Увидав на столе книги, я припомнил нашу первую встречу и узнал, что он тогда читал. Оказалось, это был "Мельмот-скиталец" Мэтьюрина.

Странное дело, но прежний образ жизни - я имею в виду мои университетские занятия, - опротивевший мне в Москве, на новом месте проявился вдруг привычкой к чтению: упражнения для глаз сделались необходимостью, упражнения языка - удовольствием. Сам не знаю как, я находил время и для попоек, и для долгих споров при намеренно скудном освещении, успевал к дяде и чуть было не превратился в настоящего оперного поклонника, спускающего жизнь у театрального подъезда. Пока только одного признака молодой жизни не существовало для меня.

Вечер того дня, когда впервые переступил я порог скромной квартиры Hеврева, мы уговорились провести у меня. Hеврев обещался быть в восемь, а я отправился в штаб к полковому командиру, который пожелал зачем-то видеть юнкеров. Около семи я уже вернулся домой. У дверей скучал солдат, переминаясь с ноги на ногу. Увидев меня, он извлек из рукава сложенный вчетверо лист бумаги и обрадованно сообщил:

- Их благородие корнет Hеврев приказали передать.
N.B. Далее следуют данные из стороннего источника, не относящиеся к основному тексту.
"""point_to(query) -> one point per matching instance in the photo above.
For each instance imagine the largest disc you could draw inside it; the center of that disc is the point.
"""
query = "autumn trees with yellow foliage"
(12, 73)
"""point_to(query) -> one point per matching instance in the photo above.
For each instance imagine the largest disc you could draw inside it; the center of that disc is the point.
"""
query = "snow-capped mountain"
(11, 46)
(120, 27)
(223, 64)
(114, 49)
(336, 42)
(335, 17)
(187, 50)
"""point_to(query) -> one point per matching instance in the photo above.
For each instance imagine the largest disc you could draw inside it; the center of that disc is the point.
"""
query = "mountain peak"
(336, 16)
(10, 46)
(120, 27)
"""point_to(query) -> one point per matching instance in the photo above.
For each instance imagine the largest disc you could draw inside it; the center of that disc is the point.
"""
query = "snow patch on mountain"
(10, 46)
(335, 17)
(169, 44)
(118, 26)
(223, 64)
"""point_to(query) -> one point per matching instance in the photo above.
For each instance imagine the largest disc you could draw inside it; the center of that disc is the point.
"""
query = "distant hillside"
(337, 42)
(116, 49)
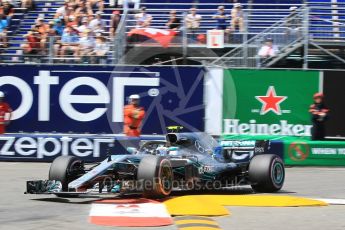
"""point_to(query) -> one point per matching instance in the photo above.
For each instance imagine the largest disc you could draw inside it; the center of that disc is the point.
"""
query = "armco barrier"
(90, 99)
(314, 153)
(45, 148)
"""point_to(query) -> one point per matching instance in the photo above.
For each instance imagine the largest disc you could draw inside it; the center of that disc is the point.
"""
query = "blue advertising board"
(90, 99)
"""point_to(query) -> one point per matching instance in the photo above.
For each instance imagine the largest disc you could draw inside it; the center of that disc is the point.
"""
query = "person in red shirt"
(319, 114)
(133, 116)
(5, 113)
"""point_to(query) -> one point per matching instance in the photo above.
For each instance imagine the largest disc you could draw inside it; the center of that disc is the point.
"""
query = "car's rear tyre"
(65, 169)
(266, 173)
(155, 174)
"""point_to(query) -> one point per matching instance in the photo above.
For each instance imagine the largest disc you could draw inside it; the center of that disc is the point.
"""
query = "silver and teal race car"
(184, 161)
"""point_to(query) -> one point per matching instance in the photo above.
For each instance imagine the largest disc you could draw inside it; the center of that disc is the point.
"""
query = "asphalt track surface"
(20, 211)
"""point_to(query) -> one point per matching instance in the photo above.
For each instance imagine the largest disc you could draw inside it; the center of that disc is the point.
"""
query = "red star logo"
(271, 102)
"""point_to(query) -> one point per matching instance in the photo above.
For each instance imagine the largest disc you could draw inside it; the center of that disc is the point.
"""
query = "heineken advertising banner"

Я отпустил солдата, довольного тем, что дождался меня, и развернул листок.

"Сегодня быть не могу. Извини. Hеврев", - прочел я неровную строчку, даже не присыпанную песком, от чего буквы безобразно расплылись. "Странно, - подумалось мне, - что за спешка". Делать было нечего - на всякий случай я предупредил хозяйку, что буду у себя, облачился в халат и уселся с книгой у растворенного окна. Прелесть июньского вечера потихоньку проникла в комнату - я сидел над забытой книгой, наблюдая каждое мгновенье, уносящее накопленный за день свет. Я видел, как предметы на столе окутываются таинственностью, трогал их руками, убеждаясь, что они не растворились в сумерках, не изменили своей сущности, той, к которой мы привыкли. Я старался угадать тот миг, который поведет счет ночи, секунду, которую ждешь и никогда не различаешь.

Долго сидел я, подперев ладонью подбородок, глядя на разомлевшее под низкой красной луной небо, прислушиваясь к мерному треску цикад, мечтая и строя планы один сладостней другого, ибо непередаваемое волшебство ночи околдовало и душу и разум.
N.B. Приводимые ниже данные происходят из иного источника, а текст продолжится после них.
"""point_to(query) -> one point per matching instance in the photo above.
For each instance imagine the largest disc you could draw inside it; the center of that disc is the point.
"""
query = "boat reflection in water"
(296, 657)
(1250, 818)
Вдали послышался шум экипажа. Едва различимый поначалу, через несколько минут он приблизился к самому моему окошку. До меня донеслись хриплые голоса, называвшие мою фамилию, и отвечавший им испуганный голос хозяйки. Я поднялся из кресел и быстро спустился по скрыпучей лестничке. Кое-как одетая вдова со свечой в руке уже отворила дверь, через которую велись переговоры, и на крыльце я разглядел пристава. За его спиной во дворе виднелись дрожки, с которых кучер, пыхтя, тащил на землю что-то длинное, тяжелое, оказавшееся вдруг обмякшим телом, которое он наконец стащил и посадил, прислонив к колесу.
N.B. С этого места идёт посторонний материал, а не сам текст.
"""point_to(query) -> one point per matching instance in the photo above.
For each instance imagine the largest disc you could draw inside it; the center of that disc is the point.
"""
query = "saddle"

- Что вам угодно? - спросил я.

- Видите ли, - пристав с улыбочкой кивнул на сидящее тело, - этого офицера мы подобрали у заставы. Это ведь ваш товарищ.

- Что же с ним? - вскричал я, подходя к дрожкам.

- Известно что, - продолжал улыбаться пристав, - мы узнали мундир да и подняли от греха, прямо на дороге лежал. И ограбить могли, и… все могли при таких-то кондициях. Лихого народа полно шляется. Э-эх, господа, господа…

- Да как же вы знали, куда везти? - недоумевал я.

- Они сами попросили, чтобы к вам, - объяснил пристав и загадочно добавил: - Когда еще говорить могли.

- Да полно, пьян ли он?

- Мертвецки, - был ответ.

Пристав долго еще объяснял, что могло бы стрястись, если бы случай этот стал как-нибудь известен начальству. Я угостил его "Ривесальтом", кучеру дал на водку и поспешил наверх, где на сундуке, наспех покрытом ковром, положили моего бесчувственного товарища.


9


Когда я очнулся в мутной пелене влажного утра, на сундуке никого не было. Засевшие в ветвях лип соловьи упорно твердили, что их день уже закончился. Спать не хотелось, я немного посидел на кровати, припоминая подробности прошедшей ночи, наскоро выпил чаю и отправился в конюшню.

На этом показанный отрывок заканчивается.